A Baldachin for Christ the King Parish in Paola, Malta

Recently one of our priestly readers in Malta, Canon Marc Andrè Camilleri, contacted LAJ to share another project that is taking place at his parish, Christ the King in Paola, Malta. I say 'another' because his particular parish has an ambitious artistic programme underway that recently saw a great deal of attention in the media and online related to its splendid new apse mosaic.

So what next? I am pleased to report that the next step in their programme is the installation of a ciborium magnum, or baldachin, over their high altar. Longtime readers of NLM and LAJ will know that I have long been an advocate for the ciborium, particularly for freestanding altars.  There are various reasons for this, ranging from theological to architectural; liturgical to historical.  Suffice it to say that the use of a ciborium gives an architectural prominence to that which is the centre of the church: the high altar.

Here, then, is a mock-up that superimposes the new ciborium design, superimposing it over an image of the existing altar and sanctuary:

A graphical representation of the future ciborium
As a point of comparison, here is the current sanctuary sans ciborium (and you will also see the beautiful new apse painting that I mentioned earlier):

A beautiful parish, however in its current form the high altar becomes almost secondary to the rest of the architecture around it. This is precisely one of the things that a baldachin has historically corrected and it will certainly do so here as well.
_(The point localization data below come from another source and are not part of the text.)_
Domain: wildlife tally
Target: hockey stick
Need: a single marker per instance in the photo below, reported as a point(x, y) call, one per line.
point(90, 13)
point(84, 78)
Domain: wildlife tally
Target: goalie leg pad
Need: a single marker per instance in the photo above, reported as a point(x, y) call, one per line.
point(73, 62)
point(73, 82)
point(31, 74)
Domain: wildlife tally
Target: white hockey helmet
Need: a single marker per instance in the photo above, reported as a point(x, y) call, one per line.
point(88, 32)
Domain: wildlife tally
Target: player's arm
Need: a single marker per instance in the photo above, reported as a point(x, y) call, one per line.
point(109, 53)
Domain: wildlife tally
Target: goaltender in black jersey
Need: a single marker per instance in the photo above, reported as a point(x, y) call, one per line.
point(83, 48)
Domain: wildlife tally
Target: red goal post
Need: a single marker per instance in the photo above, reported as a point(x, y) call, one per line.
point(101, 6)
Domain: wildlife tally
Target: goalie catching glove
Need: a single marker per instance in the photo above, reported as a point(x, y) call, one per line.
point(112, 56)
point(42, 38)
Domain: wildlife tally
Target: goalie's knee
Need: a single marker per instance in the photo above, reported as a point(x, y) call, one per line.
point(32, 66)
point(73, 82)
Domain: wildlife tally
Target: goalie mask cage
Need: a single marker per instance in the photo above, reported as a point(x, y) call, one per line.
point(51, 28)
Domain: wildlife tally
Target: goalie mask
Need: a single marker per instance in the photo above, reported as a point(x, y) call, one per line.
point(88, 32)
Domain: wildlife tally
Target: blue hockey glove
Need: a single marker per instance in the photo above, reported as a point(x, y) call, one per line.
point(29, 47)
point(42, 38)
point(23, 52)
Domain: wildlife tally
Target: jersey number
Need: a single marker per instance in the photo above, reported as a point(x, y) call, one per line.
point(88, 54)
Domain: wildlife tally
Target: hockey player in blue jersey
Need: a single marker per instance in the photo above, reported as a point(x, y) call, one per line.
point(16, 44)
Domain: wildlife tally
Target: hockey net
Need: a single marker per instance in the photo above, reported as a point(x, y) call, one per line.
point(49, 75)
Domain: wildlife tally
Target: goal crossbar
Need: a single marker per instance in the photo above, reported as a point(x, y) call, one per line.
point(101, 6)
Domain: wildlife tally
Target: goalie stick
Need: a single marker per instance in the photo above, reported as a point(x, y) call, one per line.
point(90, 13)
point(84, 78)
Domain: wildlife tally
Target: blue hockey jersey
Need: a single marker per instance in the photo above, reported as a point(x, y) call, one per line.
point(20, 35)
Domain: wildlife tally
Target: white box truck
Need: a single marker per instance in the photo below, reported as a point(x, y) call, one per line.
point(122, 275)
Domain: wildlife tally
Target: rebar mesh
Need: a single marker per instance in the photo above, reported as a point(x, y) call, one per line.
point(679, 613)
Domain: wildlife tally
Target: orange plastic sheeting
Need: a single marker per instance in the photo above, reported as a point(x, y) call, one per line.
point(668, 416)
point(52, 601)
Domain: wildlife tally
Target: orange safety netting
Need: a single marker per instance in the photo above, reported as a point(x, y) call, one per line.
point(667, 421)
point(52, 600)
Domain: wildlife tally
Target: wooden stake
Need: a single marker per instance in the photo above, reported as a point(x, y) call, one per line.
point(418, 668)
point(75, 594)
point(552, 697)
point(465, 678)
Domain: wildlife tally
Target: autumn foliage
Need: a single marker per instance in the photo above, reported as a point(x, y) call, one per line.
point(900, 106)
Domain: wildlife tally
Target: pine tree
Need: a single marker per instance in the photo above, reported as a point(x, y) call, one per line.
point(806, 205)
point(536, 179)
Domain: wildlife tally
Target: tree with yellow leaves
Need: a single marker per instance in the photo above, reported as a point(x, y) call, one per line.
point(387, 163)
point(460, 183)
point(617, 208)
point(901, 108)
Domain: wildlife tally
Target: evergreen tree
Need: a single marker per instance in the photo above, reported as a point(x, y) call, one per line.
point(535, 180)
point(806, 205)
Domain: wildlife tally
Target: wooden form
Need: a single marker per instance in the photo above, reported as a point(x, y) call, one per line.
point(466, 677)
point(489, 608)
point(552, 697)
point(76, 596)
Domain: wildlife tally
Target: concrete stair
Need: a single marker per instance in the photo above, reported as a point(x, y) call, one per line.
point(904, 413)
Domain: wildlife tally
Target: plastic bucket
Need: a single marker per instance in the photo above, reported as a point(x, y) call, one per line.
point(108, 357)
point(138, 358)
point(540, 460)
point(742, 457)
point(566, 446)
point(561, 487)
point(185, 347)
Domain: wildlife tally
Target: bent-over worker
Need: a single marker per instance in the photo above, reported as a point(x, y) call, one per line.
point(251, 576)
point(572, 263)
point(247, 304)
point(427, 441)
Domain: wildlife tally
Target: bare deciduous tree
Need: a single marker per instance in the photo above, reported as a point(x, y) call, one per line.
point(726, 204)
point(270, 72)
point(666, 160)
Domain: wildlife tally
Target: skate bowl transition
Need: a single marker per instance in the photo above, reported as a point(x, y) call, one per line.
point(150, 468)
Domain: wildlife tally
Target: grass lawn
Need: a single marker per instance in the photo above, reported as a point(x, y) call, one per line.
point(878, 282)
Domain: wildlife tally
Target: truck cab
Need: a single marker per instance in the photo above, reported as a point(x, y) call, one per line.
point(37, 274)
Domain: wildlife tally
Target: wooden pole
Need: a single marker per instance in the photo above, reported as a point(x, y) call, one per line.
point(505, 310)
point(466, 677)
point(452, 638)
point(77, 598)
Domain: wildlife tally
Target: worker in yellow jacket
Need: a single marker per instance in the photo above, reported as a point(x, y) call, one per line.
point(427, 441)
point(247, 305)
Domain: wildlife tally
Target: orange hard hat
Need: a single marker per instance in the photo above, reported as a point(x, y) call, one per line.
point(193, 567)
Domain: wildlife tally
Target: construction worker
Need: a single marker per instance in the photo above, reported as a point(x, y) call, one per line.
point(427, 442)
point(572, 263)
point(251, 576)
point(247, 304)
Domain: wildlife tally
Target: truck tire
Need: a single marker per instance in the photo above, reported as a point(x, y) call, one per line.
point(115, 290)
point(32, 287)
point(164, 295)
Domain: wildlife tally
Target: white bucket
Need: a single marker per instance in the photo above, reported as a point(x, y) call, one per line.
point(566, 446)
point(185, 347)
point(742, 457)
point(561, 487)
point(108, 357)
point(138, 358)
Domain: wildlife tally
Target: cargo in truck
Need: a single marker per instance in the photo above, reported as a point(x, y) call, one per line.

What's more, I have written before on the importance of the predella and the issues created by its absence in so many modern day projects, so I was pleased to see that this has not been neglected here. If you look, you will see that the predella and steps are already in place, as are the spots that will be the foundation for the new columns of the ciborium.

Here is a closer look at the detailed schematic of the ciborium which will give you some sense of its design and ornamentation:

According to Canon Camilleri, the new baldachin should be completed by Christmas of this year. We will certainly look forward to seeing that work completed and LAJ will certainly publish a followup piece on this once that has taken place.